La majorité des salariés dans les différents services de l’entreprise (RH, comptabilité, finance, gestion des processus informatiques, etc.) sont affectés à des tâches manuelles répétitives au quotidien comme la saisie de factures dans un système ERP. Environ 50 % à en croire différentes sources… Face à la complexification des usages et des processus, dee plus en plus d’organisations estiment que leurs équipes passent beaucoup trop de temps à collecter des données manuellement, impactant leur productivité de l’entreprise, la qualité de vie au travail et augmentant le risque d’erreur de traitement. Face à ce constat, l’automatisation des tâches est une solution très largement adoptée, l’enjeu étant de libérer du temps pour des expertises pointues ou les tâches à plus forte valeur ajoutée.

Dans ce contexte, de nombreuses entreprises ont commencé à déployer des solutions RPA (automatisation robotique des processus). Selon ISG, une société de conseil et d’analyse des marchés, 22 % des entreprises françaises ont adopté en 2018 des technologies d’automatisation des processus par la robotique et 50 % projettent de le faire en 2020.

L’IA pour augmenter les usages RPA

Pour l’heure, ces robots sont principalement programmés pour réaliser un ensemble de tâches répétitives ne nécessitant pas d’interprétation.
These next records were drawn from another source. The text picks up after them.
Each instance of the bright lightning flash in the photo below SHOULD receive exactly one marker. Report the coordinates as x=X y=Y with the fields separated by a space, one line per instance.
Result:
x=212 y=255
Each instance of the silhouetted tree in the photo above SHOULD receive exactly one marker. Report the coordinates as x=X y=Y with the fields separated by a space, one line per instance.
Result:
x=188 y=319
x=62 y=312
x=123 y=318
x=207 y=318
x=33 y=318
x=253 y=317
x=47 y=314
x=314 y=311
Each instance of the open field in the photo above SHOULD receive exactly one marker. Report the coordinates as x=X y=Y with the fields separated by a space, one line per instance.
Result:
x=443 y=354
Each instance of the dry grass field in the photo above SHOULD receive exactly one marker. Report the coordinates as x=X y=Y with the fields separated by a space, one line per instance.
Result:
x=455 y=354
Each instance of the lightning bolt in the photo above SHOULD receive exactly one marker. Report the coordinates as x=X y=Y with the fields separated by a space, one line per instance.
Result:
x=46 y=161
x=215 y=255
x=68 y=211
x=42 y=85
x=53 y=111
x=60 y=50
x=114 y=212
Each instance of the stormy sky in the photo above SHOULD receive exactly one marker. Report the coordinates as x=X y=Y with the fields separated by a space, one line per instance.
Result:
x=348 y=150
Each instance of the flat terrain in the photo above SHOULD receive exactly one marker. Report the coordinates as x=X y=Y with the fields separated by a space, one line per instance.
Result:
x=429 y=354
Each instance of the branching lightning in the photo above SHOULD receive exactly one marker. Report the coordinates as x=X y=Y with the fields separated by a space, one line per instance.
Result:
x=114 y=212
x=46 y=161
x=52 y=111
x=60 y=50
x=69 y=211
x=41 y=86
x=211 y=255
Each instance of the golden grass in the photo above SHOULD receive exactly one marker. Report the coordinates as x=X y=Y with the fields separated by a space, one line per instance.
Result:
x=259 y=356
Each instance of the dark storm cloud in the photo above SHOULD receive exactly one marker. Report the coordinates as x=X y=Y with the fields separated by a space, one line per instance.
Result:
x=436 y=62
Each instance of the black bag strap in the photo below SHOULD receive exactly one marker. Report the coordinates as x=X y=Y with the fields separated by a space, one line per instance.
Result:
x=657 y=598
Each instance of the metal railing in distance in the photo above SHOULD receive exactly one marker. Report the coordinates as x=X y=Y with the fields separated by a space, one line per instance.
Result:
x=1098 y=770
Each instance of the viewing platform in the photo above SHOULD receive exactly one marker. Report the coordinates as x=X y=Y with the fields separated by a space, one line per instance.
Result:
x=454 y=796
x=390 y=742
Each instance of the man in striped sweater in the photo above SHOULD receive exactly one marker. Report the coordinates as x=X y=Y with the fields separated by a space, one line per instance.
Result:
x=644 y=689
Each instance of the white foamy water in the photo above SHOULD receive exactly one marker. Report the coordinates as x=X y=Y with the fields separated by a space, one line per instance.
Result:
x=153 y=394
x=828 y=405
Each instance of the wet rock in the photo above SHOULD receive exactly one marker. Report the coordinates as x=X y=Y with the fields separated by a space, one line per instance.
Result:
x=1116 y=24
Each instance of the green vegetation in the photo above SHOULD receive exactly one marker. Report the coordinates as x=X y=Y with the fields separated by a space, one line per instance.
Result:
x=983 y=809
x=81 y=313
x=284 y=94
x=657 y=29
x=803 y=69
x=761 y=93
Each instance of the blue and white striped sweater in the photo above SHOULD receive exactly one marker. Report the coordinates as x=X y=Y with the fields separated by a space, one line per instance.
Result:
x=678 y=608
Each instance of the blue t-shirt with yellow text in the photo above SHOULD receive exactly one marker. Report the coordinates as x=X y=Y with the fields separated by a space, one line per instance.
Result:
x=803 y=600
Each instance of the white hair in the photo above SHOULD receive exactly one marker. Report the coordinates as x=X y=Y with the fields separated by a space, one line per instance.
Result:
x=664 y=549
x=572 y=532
La Société Générale exploite des RPA pour automatiser le traitement administratif de certaines opérations. Natixis fait de même en France pour automatiser certains traitements de ses back-offices dédiés aux activités de financement et de marchés. Mais cela devrait s’accélérer avec l’intelligence artificielle appliquée aux RPA. « L’intégrationde l’intelligence dans l’automatisation est une évolution naturelle. A l’origine, les RPA étaient prévus pour travailler sur des données structurées. L’intelligence artificielle permet justement d’augmenter ces usages en structurant et en interprétant la donnée afin de renforcer l’autonomie des robots dans l’application des règles métiers», indique Michael Benguigui, BPS Sales Lead Europe du Sud chez DXC Technology.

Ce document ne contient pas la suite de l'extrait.